Hypothesis 2: Self-Fulfilling Prophecy
Social psychologists discovered a common tendency that people tend to become what other people and themselves expect or believe them to become. For example, in 1968, a group of researchers offered a test that they claimed would be able to tell the potential of a student. They randomly selected a portion of the cohort in several American elementary schools and told their teachers that these students were very talented. After a period of time, the researchers found that these students were really making greater progress than their counterparts in their cohorts; the only difference was whether their teachers believed they were particularly talented or not.
Similarly, researchers tried to test whether the features of people’s names have a similar effect on their appearance. For example, if a person named Linda observed external expectations based on stereotypes of the name “Linda,” will Linda (either consciously or unconsciously) modify her behavior to fit into this expectation? Will she gradually change as a result of different responses when she looks like or unlike a “Linda?”

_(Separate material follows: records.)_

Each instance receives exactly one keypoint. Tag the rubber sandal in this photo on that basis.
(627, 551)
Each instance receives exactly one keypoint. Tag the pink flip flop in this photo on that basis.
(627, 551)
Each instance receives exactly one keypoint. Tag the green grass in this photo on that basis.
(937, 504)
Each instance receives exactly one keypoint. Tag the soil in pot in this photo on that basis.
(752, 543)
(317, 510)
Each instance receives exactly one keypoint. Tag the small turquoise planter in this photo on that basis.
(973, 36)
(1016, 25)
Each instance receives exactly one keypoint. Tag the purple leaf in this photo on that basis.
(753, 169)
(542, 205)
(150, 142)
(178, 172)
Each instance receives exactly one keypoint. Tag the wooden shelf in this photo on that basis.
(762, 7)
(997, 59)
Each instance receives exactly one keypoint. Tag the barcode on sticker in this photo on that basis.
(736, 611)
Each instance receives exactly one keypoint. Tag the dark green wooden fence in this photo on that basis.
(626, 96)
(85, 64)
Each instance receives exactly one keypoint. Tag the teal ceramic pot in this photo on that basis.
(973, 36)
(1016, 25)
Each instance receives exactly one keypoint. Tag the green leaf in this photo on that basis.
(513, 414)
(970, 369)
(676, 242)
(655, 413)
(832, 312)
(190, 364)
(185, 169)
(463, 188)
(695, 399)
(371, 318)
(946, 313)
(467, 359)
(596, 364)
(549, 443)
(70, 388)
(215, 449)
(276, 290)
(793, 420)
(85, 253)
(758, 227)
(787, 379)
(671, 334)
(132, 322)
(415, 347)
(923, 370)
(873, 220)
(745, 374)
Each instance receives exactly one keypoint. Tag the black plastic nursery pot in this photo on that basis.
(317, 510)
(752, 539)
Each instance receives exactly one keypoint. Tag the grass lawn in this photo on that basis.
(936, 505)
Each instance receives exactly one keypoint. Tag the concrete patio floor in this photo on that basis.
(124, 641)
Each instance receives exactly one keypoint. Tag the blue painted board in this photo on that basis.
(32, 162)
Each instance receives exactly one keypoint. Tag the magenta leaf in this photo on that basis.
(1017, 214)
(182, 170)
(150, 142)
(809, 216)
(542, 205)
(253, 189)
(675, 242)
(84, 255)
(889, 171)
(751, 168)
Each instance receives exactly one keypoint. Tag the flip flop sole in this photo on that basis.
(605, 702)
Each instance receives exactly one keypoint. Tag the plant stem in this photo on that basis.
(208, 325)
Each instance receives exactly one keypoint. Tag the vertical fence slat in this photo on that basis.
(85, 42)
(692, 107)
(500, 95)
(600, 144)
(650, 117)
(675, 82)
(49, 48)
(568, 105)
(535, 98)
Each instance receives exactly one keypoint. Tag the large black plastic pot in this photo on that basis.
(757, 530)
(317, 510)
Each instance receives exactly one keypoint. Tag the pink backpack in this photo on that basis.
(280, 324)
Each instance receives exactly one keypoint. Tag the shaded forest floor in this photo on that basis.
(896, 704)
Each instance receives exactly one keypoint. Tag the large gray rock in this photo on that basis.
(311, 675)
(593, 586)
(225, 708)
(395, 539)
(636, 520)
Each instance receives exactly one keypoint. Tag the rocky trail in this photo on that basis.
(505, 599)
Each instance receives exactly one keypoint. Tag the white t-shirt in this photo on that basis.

The researchers tried to test this hypothesis by analyzing the hairstyle of the people they collected face pictures from. The idea is simple: if people tend to fit into the expectations of being like their names, then easily changeable features, such as their hairstyle, would be a strong contributor to their name-face association. For example, if this is true, Bob’s hairstyle alone (without his face) would already look like a Bob. It turned out to be exactly the case: participants of this study either saw people’s whole faces with hair, saw the inner face region alone (no hair), or just saw the hairstyle (no face). In whichever condition, participants are still able to guess the name of the person better than a random shot.
This result confirmed the self-fulfilling prophecy idea. It is possible that when a person chooses an appearance that matches their name, people (or themselves) will “look/feel more like them.” At least, according to the earlier study, people remember who they are more easily.
Are you a person with a given name that matches your face quite well? Can you recall some past stories in your life when people tend to believe you should look in certain ways? Do you think that might shape the way you dress yourself right now? This may not be a bad thing anyway – after so many years’ company, the name might already be part of your identity. If you still don’t like it – as researchers mentioned – you can just change it!
Edited by Brianna Best and Chloe Holden
Tei Laine
Children tend to look like their parents (or one of them), so it is
still possible that a name is chosen so that it will likely match what
the child is expected to look like when they grow up. A bulky
round-faced father would expect his son to look like him, and thus
chooses the name Bob rather than Timothy.
Kaniel outis
To me Bob is a more universal name, as it could be short for Roberto, or Robierre. Although Tim is a name of Greek origin, I tend to find most people called Tim, that I come across, are Anglo. Many people called Tim, that I come across tend to look like the drawing of the blonde guy. In fact the only people called Tim, I have met, are either blonde or ginger. I have never met a brunette Tim, nor have I met a Tim who isn’t white. To me, Tim is an upper class preppy name. I would expect a Tim to be a Protestant, and somewhat uptight.
I would expect a Bob to be more laid back, and much jollier. I have met people called Bob who are Italian, Jewish, Afro American, French, Irish, Anglo, and Pacific Islander. Bob is not a stuffy name, unlike Tim. A Tim is likely to wear a polo shirt with chinos, and have a “fashy hairstyle, whereas a Bob is likely to wear a ball cap, a hoodie or a baseball jacket, and sweatpants with sneakers. His hair would be scruffy. Leonard Hofstadter looks like a Bob. Neil Patrick Harris, in How I met your mother, looks like a Tim.